The study employed a range of MR techniques, to assess causal relationships, including random or fixed-effects inverse-variance weighted (IVW) analysis, MR-Egger regression, and the weighted median (WM) method. IVW was used as the primary analysis approach. IVW does not account for an intercept term and provides a combined estimate of the causal effect of the exposure on the outcome when the genetic variants satisfy the assumptions of valid IVs.21 However, IVW results overlook the potential presence of gene-level pleiotropy. Therefore MR-Egger and WM were applied as supplementary methods to verify the validity and consistency of the findings.22 MR-Egger regression permits pleiotropy for all SNPs, detecting horizontal heterogeneity via intercept testing and providing estimates after adjusting for pleiotropy.23 WM method weights the causal effect value of each SNP according to its cluster size, yielding a temporary estimate weighted by the most significant SNPs.24

A causal estimate is considered significant if the IVW method P < 0.05, and the direction is consistent with the MR-Egger and WM results. In the multivariate MVMR analysis, IVW was the primary method. To mitigate data bias from multiple measurements, the Bonferroni correction was applied to adjust the P-values. A total of 12 corrections were performed, resulting in a Bonferroni-corrected significance threshold of α < P/12 = 0.0042. Therefore, P < 0.0042 is regarded as a significant impact, 0.0042 < P < 0.05 indicates a suggestive association, and P > 0.05 suggests no significant effect.

Quality Analysis

To ensure the reliability and stability of the study results, several quality control measures were implemented, including sensitivity analyses, heterogeneity tests, and gene-level pleiotropy assessments. Sensitivity analyses included leave-one-out analyses, where each IV was excluded individually, and the results of the remaining IVs were recalculated to evaluate their impact on the outcomes. The Cochran Q-test was used to assess heterogeneity among IVs.25 If the P > 0.05 with no evidence of heterogeneity, a fixed-effects IVW model was employed as the primary analysis method.
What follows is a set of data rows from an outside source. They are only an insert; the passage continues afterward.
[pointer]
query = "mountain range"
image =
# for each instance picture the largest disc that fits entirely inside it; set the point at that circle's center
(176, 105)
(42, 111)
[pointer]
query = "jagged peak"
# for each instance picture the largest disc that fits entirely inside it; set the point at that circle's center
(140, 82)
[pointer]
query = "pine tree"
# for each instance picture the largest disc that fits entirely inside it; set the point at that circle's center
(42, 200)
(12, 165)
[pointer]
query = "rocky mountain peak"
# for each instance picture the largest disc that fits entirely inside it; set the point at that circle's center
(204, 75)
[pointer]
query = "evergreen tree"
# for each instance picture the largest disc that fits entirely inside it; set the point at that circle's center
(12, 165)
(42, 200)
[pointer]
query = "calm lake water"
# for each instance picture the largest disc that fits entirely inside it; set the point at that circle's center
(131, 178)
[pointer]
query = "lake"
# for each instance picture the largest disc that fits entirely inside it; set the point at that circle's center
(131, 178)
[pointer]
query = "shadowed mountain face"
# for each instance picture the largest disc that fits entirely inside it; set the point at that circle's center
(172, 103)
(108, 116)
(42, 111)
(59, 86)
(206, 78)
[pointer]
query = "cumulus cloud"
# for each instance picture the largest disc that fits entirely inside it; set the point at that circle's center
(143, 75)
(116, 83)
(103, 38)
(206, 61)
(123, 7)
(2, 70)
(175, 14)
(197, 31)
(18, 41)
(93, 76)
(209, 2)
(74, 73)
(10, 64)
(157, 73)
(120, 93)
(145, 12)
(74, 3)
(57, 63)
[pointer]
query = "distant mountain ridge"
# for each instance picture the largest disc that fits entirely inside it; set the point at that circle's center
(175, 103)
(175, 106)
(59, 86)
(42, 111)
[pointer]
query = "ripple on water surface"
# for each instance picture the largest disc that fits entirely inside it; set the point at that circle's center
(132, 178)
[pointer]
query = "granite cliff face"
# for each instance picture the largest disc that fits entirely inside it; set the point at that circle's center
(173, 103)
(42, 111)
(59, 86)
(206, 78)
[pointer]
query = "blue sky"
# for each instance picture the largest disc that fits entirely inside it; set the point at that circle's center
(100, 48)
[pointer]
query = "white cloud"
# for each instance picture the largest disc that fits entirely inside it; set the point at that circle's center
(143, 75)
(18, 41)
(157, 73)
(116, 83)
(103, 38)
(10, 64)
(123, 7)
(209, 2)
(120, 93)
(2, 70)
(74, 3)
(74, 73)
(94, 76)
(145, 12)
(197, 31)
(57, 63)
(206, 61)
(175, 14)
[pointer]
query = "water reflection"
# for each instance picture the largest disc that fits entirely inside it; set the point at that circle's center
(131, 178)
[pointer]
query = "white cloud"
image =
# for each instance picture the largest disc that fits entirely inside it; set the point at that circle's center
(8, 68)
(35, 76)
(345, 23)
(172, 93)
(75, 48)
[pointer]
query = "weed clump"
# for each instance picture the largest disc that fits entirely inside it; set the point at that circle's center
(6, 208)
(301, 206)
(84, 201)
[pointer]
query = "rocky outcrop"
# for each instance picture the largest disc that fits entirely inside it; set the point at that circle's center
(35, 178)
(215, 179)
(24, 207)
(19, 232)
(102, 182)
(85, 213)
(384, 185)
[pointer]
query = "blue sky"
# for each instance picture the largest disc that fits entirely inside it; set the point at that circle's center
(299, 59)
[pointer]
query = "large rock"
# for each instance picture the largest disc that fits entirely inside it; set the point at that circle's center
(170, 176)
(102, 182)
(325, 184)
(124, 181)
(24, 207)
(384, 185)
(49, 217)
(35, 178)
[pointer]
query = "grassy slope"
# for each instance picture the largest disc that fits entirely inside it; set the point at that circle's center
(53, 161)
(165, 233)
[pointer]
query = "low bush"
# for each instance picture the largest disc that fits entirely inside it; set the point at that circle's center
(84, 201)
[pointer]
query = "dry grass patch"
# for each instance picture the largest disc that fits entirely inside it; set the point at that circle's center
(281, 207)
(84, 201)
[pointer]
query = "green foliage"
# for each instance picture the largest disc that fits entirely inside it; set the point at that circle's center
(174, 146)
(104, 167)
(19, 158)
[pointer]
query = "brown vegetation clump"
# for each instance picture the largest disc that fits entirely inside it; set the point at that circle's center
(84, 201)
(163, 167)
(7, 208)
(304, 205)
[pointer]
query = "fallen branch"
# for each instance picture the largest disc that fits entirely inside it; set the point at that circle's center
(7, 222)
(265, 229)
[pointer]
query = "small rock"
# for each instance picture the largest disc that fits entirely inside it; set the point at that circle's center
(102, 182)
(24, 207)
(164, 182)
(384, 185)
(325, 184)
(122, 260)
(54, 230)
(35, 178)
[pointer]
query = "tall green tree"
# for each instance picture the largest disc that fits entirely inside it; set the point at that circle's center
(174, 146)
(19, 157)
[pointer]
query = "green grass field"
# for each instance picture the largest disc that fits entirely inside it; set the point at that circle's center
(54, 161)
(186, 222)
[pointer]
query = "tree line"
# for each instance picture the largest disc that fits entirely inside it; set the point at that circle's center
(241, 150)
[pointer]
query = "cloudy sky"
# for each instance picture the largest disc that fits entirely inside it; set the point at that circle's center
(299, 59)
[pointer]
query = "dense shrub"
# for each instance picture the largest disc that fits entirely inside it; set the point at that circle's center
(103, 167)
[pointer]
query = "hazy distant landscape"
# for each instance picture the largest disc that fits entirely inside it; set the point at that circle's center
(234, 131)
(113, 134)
When the P < 0.05, indicating significant heterogeneity, a random-effects IVW model was used. MR-Egger regression was utilized to assess horizontal pleiotropy, with a significant deviation of the intercept term from zero indicating the presence of pleiotropy. In these cases, MR-pleiotropy residual sum and outlier (MR-PRESSO) was applied to remove outlier SNPs and eliminate horizontal pleiotropy, after which MR analysis was repeated.26

All analyses in this study were conducted using the TwoSampleMR and MVMR packages in R software (version 4.3.1).

Results

Instrumental Variables

Based on the selection criteria for IVs, SNPs for metabolic-related factors were chosen from GWAS data, resulting in 316 SNPs for WHR, 43 for FI, and 139 for T2D. The strength of these IVs was evaluated using the F-statistic. Among the selected SNPs, 13 with an F-statistic < 10, which were significantly associated with FI, were excluded. All remaining SNPs were used for MR analysis. The characteristics of the final selected SNPs are detailed in Supplementary Table S1.

Two-Sample MR Analysis

The MR analysis results suggest a causal relationship between genetically predicted WHR levels and cervical disc disorders, indicating a suggestive association and significant finding. Specifically, each one standard deviation (SD) increase in WHR was associated with a 1.147-fold increased risk of cervical disc disorders (IVW, p = 0.030, OR = 1.147, 95% CI: 1.014–1.297) (Figure 2). Similarly, genetically predicted FI levels show a causal relationship with cervical disc disorders, with each one SD increase in FI increasing the risk by 1.534 (IVW, p = 0.004, OR = 1.534, 95% CI: 1.145–2.055) (Figure 2), indicating a significant result and suggestive association.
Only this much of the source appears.